LG: Well, I think the clinical significance is that it confirms that stringent disease control is related in a way to good status defined by patients. And I would even say that if you want to define good treatment efficacy, you might now want to use patient-reported outcomes as one of the elements to define this good treatment efficacy.

RN: Why do you believe patients with psoriatic arthritis who reported clinically meaningful improvements in key patient-reported outcomes were more likely to achieve disease control?

LG: I think we're showing that patient-reported outcomes and inflammation control are in fact very much linked or, perhaps, overlapping. Not all patients who reach good status defined by patients will reach good status defined by composite scores, but there is indeed a strong link. The weakest link that we found was for mental quality of life. And I think that reflects that mental quality of life is in fact probably quite distinct from good control of inflammation.

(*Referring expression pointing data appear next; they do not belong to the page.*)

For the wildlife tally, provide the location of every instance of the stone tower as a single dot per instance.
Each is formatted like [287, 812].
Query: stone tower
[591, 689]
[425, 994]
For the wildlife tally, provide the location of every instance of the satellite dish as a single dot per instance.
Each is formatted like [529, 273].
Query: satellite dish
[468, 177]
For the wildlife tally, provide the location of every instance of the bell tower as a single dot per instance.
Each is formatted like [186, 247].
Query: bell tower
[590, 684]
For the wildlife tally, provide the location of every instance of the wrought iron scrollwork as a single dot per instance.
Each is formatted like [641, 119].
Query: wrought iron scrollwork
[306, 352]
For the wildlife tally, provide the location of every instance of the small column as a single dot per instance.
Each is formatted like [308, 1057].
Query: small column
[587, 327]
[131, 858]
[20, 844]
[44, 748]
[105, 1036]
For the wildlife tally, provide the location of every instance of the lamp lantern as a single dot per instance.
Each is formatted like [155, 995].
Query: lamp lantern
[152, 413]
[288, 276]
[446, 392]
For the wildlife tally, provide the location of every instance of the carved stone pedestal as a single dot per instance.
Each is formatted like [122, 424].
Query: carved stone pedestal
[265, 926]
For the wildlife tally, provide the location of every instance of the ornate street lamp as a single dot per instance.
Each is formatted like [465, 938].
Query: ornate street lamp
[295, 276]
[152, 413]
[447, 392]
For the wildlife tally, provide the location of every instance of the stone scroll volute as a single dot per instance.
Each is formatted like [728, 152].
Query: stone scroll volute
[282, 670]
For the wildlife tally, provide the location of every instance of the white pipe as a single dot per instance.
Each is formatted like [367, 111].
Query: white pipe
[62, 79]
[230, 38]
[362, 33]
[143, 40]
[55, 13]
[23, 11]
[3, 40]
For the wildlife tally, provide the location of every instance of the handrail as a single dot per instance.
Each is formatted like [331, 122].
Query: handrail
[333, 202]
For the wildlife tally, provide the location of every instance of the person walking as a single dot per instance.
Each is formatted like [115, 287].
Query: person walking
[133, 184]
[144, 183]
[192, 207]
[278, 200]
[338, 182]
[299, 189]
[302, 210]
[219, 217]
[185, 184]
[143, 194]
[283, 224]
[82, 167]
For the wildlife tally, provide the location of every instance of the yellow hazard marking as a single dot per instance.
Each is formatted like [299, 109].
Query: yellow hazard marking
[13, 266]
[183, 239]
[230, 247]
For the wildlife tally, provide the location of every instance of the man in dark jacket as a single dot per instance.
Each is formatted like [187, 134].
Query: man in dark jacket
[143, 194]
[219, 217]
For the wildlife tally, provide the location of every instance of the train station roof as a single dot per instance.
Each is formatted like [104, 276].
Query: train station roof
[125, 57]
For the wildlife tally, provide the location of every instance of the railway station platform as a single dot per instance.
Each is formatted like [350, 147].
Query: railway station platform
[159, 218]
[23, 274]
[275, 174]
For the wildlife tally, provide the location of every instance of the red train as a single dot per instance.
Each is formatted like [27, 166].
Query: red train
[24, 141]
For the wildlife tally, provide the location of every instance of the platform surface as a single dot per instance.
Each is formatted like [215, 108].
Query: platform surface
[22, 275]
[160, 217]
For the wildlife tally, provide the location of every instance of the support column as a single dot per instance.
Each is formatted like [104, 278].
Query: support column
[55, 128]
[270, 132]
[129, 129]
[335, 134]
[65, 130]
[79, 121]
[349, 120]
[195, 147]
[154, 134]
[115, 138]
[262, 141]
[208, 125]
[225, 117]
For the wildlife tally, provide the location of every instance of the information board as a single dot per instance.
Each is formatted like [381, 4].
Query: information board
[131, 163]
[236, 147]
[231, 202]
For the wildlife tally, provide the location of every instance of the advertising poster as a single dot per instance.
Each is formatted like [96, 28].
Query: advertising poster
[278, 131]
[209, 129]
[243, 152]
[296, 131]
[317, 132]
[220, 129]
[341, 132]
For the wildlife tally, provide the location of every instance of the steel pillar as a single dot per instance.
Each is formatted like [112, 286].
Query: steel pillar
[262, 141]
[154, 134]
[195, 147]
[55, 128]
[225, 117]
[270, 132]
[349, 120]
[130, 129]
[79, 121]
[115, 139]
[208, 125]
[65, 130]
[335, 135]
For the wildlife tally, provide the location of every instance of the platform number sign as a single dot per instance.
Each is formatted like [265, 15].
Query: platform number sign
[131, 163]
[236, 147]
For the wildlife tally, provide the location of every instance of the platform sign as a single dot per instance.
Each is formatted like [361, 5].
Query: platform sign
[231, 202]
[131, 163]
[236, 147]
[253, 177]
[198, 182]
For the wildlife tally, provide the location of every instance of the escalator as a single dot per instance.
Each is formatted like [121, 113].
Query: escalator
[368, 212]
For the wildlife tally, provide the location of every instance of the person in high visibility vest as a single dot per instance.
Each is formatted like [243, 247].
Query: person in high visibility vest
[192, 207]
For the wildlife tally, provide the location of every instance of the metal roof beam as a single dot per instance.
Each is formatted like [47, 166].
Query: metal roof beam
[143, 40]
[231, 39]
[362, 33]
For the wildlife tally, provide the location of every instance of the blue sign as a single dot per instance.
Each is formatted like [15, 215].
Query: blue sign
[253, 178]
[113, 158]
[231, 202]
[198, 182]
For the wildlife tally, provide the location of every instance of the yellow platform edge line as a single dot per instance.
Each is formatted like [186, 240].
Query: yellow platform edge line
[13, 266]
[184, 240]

RN: Does your team plan on doing any further research on this topic?

LG: Well, I'm very interested in quality of life in PsA, as many of my colleagues know. I don't think that AbbVie is pending another analysis of this data from this trial. But there's a lot of work going on regarding fatigue, quality of life, and how these interplay and interact with disease control and inflammation.

RN: Is there anything else that you would like our audience to know before we wrap up?

LG: I'd like to tell them to enjoy the ACR Congress and see you next year EULAR!